Diario di una giornata onirica, tragica, comica, realistica, epica e un po' patetica.
Sembra una buona giornata, nonostante il sogno di stanotte.
Mi sono preparata e sono uscita, come sempre. Anzi, il sole di queste mattine di novembre mi mette di buonumore. Devo assistere alla presentazione di un libro all'Università, al Suor Orsola, dove ho appena concluso un master. Il Suor Orsola si trova al corso Vittorio Emanuele, una zona in cui mi nuovo agevolmente, dove solitamente non fatico a parcheggiare. Quasi come giocare in casa. Invece, una volta giunta nei pressi dell'Istituto, c'è qualcosa che non va.
Sulle strisce blu nemmeno un posto ma c'è sempre il solito garage. Macché tutto pieno, anche al secondo giro. Perfino il parcheggiatore abusivo è scomparso e vedo un cumulo di macchine ammassate. Pazienza, rifaccio il giro di nuovo, visto che l'inversione a U è impossibile. Ma al semaforo anziché imboccare la giusta rotatoria, vado un po' più avanti e a quel punto devo proseguire. Il tempo passa, la strada si allunga a dismisura, forse una delle traverse laterali consente di ritornare nei pressi della zona che devo raggiungere. Provo a chiedere lumi ad uno che sembra indigeno ma l'impressione si rivela infondata. Proseguo, muovendomi a naso, mentre le stradine diventano sempre più strette e contorte. Sembra proprio il sogno di stanotte. Quando ormai mi sembra di avercela fatta, evito con perizia due operai che attraversano trasportando una grossa lastra di vetro e a quel punto mi rendo conto (troppo tardi) che ho imboccato una strada con divieto di accesso.

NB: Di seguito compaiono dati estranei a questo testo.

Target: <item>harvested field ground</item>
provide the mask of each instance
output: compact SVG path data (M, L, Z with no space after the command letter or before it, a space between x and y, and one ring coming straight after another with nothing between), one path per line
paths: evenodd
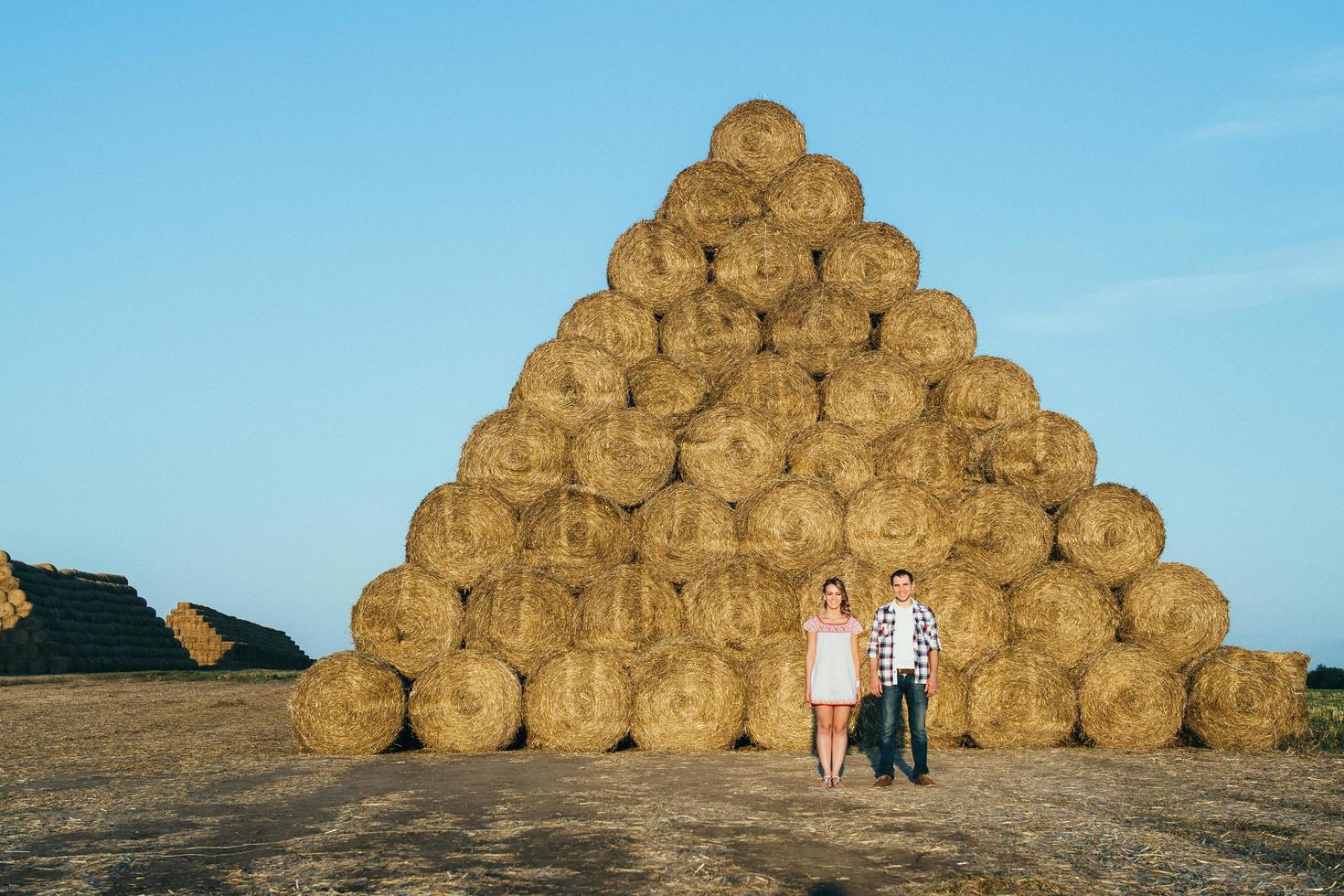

Le auto dal giusto senso di marcia cominciano ad avvicinarsi minacciose al muso della mia KA, mi trattengo dal lanciare un urlo e affidandomi al mio angelo custode, comincio una faticosa retromarcia: 20-30 metri che mi sembrano interminabili. Dopo una sterzata più energica, il collo e la fodera della giacca, fanno in sincrono uno strano suono, un crepitio doloroso, nel caso del collo. Si prosegue, qualche paletto di striscio ma nulla di grave. Quando ormai intravvedo il segnale stradale di senso unico che mi indica la retta via, la parte posteriore della mia KA incontra un'auto rossa e non riesco ad andare né avanti né indietro, con le auto sempre più minacciose e gli autombolisti sempre più spazientiti.
A Napoli, per molto meno, c'è gente che le ha prese di santa ragione.
Ricaccio di nuovo in gola l'urlo: sono in evidente difficoltà. Il sudore comincia a grondare copioso dalla fronte (e non è solo questo strano caldo di novembre) e le mie guanciotte sono decisamente arrossate. A quel punto, l'istinto ed il fattore sorpresa sono l'unica arma. Spengo il motore ed apro lo sportello e dico impunita: "mi dispiace ma non ho visto il cartello, non volevo creare tutto questo casino ma ora o mi aiutate ad uscire o stiamo qui fino a domani". Attimi interminabili di silenzio. Poi il mio sventurato dirimpettaio, esce dalla sua auto, si appiglia alle ultime dosi di pazienza e mi dà le giuste direttive per fare gli ultimi metri.
Imbocco la strada nel senso giusto ma non ho la più pallida idea di dove mi sia ficcata. Ancora stradine sconosciute. Mi fermo a chiedere ad un altro apparente indigeno, mentre uno dei reduci della disavventura precedente, e passandomi accanto me ne dice qualcuna, seppure lieve.
Si ci sono quasi, l'ingresso di un garage dove non ce lo metteresti, mostra uno speranzoso semaforo verde. Dopo aver svoltato una piazzetta addossata ad una chiesetta, varco la discesa che mi conduce finalmente all'agognato parcheggio.